Epicardial coronary artery patency and thrombolysis in myocardial infarction (TIMI) flow are not dependable indicators of myocardial tissue perfusion during reperfusion treatment. Notwithstanding good coronary patency, tissue perfusion may be compromised or nonexistent.[1,2] The myocardial blush grade (MBG) is a proven angiographic method for evaluating myocardial perfusion in individuals with ST-elevation acute myocardial infarction (STEMI).[3,4] It is closely associated with prognosis in patients receiving primary coronary intervention (PCI) for STEMI.[5,6]
The management of ST segment elevation acute myocardial infarction (STEMI) has concentrated on revascularizing the coronary artery.[7-9] However, the patency of the artery does not ensure sufficient tissue perfusion; indeed, up to 30% of patients exhibiting normal epicardial flow (Thrombolysis In Myocardial Infarction [TIMI] grade 3) have insufficient tissue perfusion due to damage to the microcirculation.[10-12]

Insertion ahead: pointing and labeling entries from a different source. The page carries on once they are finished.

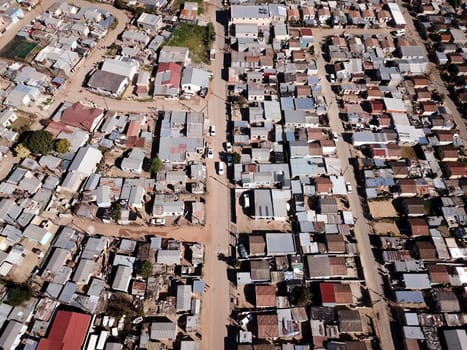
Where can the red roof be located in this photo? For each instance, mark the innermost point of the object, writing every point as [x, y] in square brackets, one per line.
[81, 116]
[327, 293]
[174, 76]
[68, 332]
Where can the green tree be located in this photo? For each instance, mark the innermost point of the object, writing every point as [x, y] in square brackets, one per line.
[22, 151]
[19, 294]
[39, 142]
[116, 211]
[145, 269]
[62, 145]
[156, 165]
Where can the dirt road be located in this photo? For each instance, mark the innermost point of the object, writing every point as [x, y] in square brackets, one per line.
[216, 304]
[362, 229]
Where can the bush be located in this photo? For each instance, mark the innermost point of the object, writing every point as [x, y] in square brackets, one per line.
[19, 294]
[62, 146]
[38, 142]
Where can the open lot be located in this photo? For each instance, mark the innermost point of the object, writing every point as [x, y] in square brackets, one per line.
[21, 49]
[382, 209]
[194, 37]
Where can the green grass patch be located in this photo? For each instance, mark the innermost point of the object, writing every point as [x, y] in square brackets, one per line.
[178, 5]
[197, 39]
[19, 49]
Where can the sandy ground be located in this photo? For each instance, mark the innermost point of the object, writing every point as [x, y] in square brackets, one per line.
[382, 209]
[383, 227]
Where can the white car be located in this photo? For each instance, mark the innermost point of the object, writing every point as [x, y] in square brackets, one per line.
[220, 168]
[210, 153]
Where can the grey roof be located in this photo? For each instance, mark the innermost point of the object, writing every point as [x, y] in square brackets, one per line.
[67, 238]
[259, 270]
[12, 334]
[168, 257]
[37, 233]
[189, 345]
[173, 54]
[94, 247]
[183, 297]
[280, 243]
[107, 81]
[163, 330]
[416, 281]
[53, 290]
[318, 266]
[83, 271]
[263, 203]
[56, 261]
[409, 296]
[5, 310]
[86, 160]
[122, 278]
[149, 19]
[96, 287]
[196, 76]
[249, 11]
[67, 293]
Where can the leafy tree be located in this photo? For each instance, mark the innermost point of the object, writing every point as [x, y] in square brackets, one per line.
[39, 142]
[62, 145]
[156, 165]
[116, 211]
[19, 294]
[22, 151]
[145, 269]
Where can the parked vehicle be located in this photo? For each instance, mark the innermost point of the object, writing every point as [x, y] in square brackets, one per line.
[220, 168]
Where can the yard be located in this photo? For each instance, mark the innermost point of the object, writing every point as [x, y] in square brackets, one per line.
[196, 38]
[20, 49]
[178, 4]
[21, 124]
[382, 209]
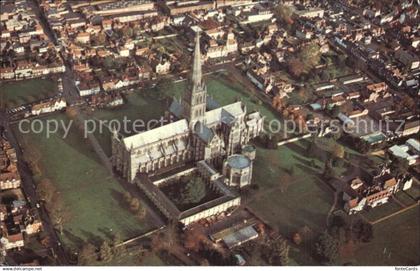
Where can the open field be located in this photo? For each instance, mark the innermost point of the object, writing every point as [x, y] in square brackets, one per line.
[138, 106]
[91, 196]
[396, 242]
[27, 91]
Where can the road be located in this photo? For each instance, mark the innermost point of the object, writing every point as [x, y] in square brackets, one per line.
[28, 187]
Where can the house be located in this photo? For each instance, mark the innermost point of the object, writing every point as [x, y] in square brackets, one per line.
[13, 241]
[3, 212]
[410, 151]
[360, 193]
[49, 106]
[24, 69]
[83, 37]
[7, 73]
[87, 88]
[9, 180]
[410, 59]
[163, 66]
[109, 83]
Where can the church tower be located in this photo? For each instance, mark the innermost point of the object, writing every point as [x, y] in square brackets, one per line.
[195, 97]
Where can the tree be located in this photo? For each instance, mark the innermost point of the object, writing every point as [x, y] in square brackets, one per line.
[328, 169]
[297, 239]
[276, 252]
[284, 13]
[193, 192]
[105, 252]
[117, 248]
[327, 248]
[362, 231]
[399, 166]
[296, 67]
[281, 249]
[46, 190]
[338, 151]
[310, 56]
[285, 181]
[87, 254]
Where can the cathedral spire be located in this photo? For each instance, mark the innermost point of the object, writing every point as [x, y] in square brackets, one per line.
[197, 75]
[195, 97]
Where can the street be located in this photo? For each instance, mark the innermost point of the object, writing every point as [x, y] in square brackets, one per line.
[28, 187]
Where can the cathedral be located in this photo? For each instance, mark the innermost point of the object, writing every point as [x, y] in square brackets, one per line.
[201, 132]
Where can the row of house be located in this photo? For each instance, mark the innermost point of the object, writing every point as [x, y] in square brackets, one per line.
[17, 220]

While angiography is very successful in detecting instances of significantly impaired microcirculation (TIMI<3), its efficacy in individuals with TIMI 3 flow remains contentious. Myocardial blush is an angiographic metric designed to evaluate myocardial perfusion, while its measurement reliability and variability remain questionable.[13]
Consequently, it is unsurprising that microvascular dysfunction, indicated by the grade, is less in patients with preserved ejection fraction and was determined to be independent of epicardial artery variables in another investigation.[12] Moreover, the extent of fibrosis due to malperfusion was more likely to elevate the stiffness index of the heart, leading to a reduction in ejection fraction and negative consequences such as arrhythmia and heart failure.
Although it may be presumed that outcomes for individuals with decreased ejection fraction are poorer, the degree to which MBG can accurately represent the anticipated clinical characteristics has not been extensively examined.
This observational research was undertaken at our institute. Approval was obtained from the ethics committee. The sample size was determined with computerized software. Considering an average of 5 patients hospitalized for intervention, we projected an anticipated population of 134 individuals for the research within one month. The sample size was determined to be 100 patients, utilizing an expected frequency of 0.5, a confidence interval of 95%, and a design effect of 1.0.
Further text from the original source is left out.